A six-year-old girl looks at the ruins of her home, destroyed in the 31 August earthquake in eastern Afghanistan.
Afghanistan is facing “a perfect storm” of overlapping crises, the UN’s outgoing envoy told the Security Council on Wednesday, as an Afghan women’s rights advocate described Taliban policies as “gender apartheid” that are suffocating an entire generation of girls.
Roza Otunbayeva, the Secretary-General’s Special Representative for Afghanistan, said that although armed conflict has declined since the Taliban takeover in 2021, the humanitarian, economic, and human rights situation has worsened sharply.
“It is an open question whether there is sufficient pragmatism among the de facto authorities to manage this perfect storm of crises, or whether ideology will prevent sustainable solutions,” she warned.

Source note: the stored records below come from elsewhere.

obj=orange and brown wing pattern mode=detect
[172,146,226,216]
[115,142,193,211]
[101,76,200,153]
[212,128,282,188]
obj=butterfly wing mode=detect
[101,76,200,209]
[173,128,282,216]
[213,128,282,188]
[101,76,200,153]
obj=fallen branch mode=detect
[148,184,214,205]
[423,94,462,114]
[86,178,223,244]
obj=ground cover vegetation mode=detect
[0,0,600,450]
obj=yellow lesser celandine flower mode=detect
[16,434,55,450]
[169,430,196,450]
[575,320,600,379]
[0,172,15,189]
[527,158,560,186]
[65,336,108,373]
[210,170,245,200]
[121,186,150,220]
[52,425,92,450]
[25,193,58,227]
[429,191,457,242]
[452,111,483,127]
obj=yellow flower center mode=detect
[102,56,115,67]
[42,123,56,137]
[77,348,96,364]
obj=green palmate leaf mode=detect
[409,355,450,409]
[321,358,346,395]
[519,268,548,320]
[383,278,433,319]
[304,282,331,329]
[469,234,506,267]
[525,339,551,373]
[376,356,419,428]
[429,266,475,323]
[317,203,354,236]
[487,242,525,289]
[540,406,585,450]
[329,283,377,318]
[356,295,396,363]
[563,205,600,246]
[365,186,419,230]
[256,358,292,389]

Central to the crisis are sweeping Taliban restrictions on women and girls. Schools for girls above grade six have been closed for four years, costing the economy an estimated $1.4 billion annually, according to the World Bank. A UN Women survey shows most Afghans oppose the bans.
Hanifa Girowal, Vice President of Women’s Rights First, went further, calling the Taliban’s policies “gender persecution” and “gender apartheid.” Speaking for women inside Afghanistan and in exile, she described systematic exclusion as “forced confinement, exclusion and subjugation.”

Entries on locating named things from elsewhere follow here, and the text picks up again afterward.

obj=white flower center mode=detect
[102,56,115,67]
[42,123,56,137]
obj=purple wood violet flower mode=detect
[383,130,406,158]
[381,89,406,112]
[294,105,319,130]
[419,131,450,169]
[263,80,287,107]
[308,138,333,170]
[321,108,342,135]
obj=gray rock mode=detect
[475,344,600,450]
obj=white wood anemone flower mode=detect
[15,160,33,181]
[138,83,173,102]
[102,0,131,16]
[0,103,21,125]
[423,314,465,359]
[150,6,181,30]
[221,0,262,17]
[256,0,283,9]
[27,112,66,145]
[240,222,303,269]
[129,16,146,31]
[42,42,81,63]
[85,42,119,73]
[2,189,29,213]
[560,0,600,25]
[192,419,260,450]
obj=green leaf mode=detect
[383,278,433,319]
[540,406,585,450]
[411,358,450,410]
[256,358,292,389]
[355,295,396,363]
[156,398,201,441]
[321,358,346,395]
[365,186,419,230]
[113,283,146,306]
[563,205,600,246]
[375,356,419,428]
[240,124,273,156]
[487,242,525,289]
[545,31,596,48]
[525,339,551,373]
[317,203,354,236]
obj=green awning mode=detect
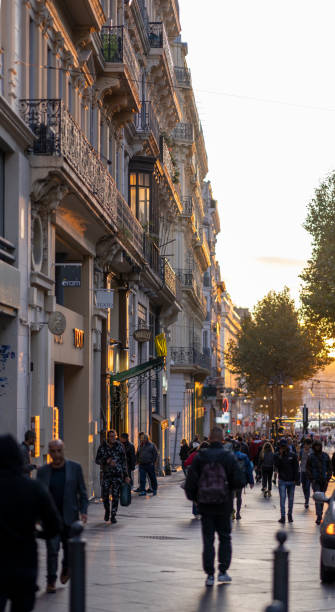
[111,357,164,383]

The UN has provided nearly $13 billion in humanitarian and basic needs aid since 2021, but funding has been cut by almost 50 percent this year. Otunbayeva said restrictions on Afghan women working for NGOs and the UN have severely hindered relief efforts, including earthquake response.
She also warned that Kabul, home to nearly six million people, could become “the first modern city to run out of water” within years. Meanwhile, the poppy cultivation ban, mass deportations from Iran and Pakistan, and slow economic growth have compounded the crisis.
While some positive developments were noted — such as relative stability, a general amnesty, and curbs on torture — both Otunbayeva and Girowal stressed that progress depends on meaningful engagement with the Taliban, alongside clear international benchmarks on women’s rights, education, and humanitarian access.